Secondo Junichi Sato, responsabile di Greenpeace in Giappone «il Partito Liberademocratico (Ldp) non ha affatto ricevuto un mandato per la sua posizione pro-nucleare», ma si è solo avvantaggiato delle delusioni sul governo presso elettori che restano per lo più "anti-nukes"; quindi l'Ldp «deve ascoltare la stragrande maggioranza degli elettori e impegnarsi su efficienza energetica ed energie rinnovabili, per consentire alla nazione di uscire dal nucleare. E rafforzare la regolamentazione e l'accontability delle utility». Forse Sato esagera, eppure gli analisti politici sono quasi unanimi nel ritenere che il popolo abbia votato anzitutto contro il Pd; poi, semmai, per i piani di stimolo economico attraverso nuova spesa pubblica dell'Ldp, senza dare un endorsement specifico sul nucleare.
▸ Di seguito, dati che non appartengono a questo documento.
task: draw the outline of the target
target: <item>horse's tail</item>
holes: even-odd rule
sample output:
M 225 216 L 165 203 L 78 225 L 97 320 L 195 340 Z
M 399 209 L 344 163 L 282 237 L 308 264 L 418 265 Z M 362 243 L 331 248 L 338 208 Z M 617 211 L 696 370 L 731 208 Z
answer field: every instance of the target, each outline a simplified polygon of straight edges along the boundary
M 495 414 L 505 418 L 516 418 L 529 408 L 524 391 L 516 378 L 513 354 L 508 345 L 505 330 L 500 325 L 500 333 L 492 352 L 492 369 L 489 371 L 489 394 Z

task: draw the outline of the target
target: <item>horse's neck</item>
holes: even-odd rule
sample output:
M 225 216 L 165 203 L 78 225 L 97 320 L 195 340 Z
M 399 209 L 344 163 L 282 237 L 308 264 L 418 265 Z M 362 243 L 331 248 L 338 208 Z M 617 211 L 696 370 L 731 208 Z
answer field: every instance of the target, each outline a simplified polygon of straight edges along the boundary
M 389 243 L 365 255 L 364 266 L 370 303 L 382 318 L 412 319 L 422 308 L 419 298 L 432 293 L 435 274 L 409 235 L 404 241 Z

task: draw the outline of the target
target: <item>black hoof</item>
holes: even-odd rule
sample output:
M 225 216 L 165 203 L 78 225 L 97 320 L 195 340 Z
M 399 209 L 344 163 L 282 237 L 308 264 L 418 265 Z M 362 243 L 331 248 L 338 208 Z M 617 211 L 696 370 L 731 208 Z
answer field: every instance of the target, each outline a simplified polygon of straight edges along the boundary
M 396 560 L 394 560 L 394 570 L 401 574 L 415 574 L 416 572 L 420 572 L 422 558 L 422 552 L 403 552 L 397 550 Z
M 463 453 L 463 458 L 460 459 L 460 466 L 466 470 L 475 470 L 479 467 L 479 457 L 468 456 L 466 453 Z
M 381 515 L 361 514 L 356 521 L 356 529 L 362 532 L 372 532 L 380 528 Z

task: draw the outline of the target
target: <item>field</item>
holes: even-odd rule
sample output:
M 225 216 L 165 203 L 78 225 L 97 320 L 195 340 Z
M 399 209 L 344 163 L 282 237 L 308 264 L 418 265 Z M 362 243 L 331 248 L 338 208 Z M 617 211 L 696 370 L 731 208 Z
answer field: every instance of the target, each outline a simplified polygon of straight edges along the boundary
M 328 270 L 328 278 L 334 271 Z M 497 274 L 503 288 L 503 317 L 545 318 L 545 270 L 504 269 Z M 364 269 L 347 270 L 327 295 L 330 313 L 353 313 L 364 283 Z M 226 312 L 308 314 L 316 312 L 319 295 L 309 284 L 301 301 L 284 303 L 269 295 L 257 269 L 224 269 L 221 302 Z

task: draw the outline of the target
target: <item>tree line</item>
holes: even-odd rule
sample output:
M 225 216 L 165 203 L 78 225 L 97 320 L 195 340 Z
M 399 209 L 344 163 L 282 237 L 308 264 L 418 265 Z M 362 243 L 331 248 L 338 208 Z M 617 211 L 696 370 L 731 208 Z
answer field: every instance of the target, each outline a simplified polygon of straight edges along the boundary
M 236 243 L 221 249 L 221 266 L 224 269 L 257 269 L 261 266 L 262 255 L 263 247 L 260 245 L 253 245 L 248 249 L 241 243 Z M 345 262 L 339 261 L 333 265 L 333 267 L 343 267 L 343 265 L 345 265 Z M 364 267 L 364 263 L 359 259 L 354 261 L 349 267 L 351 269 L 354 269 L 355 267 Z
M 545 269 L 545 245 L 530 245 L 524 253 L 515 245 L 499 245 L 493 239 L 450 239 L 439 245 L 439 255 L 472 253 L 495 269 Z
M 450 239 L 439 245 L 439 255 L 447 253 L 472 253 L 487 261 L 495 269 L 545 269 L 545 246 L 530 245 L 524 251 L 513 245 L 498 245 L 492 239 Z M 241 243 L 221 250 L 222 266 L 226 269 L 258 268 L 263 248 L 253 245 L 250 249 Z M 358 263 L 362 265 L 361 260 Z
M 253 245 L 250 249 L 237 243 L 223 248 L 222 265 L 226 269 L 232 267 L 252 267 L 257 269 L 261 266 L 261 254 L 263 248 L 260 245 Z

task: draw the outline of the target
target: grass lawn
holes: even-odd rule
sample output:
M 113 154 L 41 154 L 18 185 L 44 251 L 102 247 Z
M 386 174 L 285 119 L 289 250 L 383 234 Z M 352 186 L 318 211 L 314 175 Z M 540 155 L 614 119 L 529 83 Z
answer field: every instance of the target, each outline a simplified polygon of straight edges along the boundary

L'attesa della Federazione delle utility elettriche, come chiarito dal suo presidente Makoto Yagi, è che il governo Abe delinei una nuova politica energetica, senza perdere troppo tempo nel riattivare altri impianti nucleari, dopo i due rimessi in funzione a luglio dall'esecutivo dell'ex premier Yoshihiko Noda, che aveva ceduto alle pressioni per non lasciare il Paese (come è successo per alcune settimane della scorsa estate) senza alcun reattore in funzione (un prolungamento di questa situazione avrebbe dimostrato come il Paese possa farne a meno senza finire in blackout). «Chi si attende una rapida impennata della quota di energia prodotta con il nucleare resterà deluso - ritiene Koichi Nakano, professore alla Sophia University - Anzitutto, a luglio 2013 ci sono le elezioni per il rinnovo della Camera Alta, dove l'Ldp resta in minoranza: la priorità strategica di Abe è una nuova affermazione elettorale, per la quale non ha interesse a insistere su temi controversi». Inoltre Nakano evidenzia che per rimettere in funzione i reattori occorre l'ok della nuova Commissione Nazionale sulla Sicurezza (che ha tempi necessariamente lenti) e il consenso delle comunità locali, niente affatto scontato anche laddove l'Ldp ha trionfato (e certo bisognoso, come sempre, di incentivi pubblici). Come minimo, però «la vittoria dell'Ldp riduce il rischio a lungo termine che anche reattori relativamente nuovi siano decommissionati», afferma Tomo Kinoshita di Nomura: sul breve, però, anche lui ritiene che non cambierà granché, visto che il governo deve attendere le decisioni della Nuclear Regulation Authority e non se la sentirà di rendere più semplice la complessa procedura per le riattivazioni introdotta dall'ultimo governo. Ma Akira Amari, nuovo ministro dell'economia, e Toshimitsu Motegi (Commercio e Industria) garantiscono che la voce del mondo industriale sarà più che ascoltata nel formulare la politica energetica.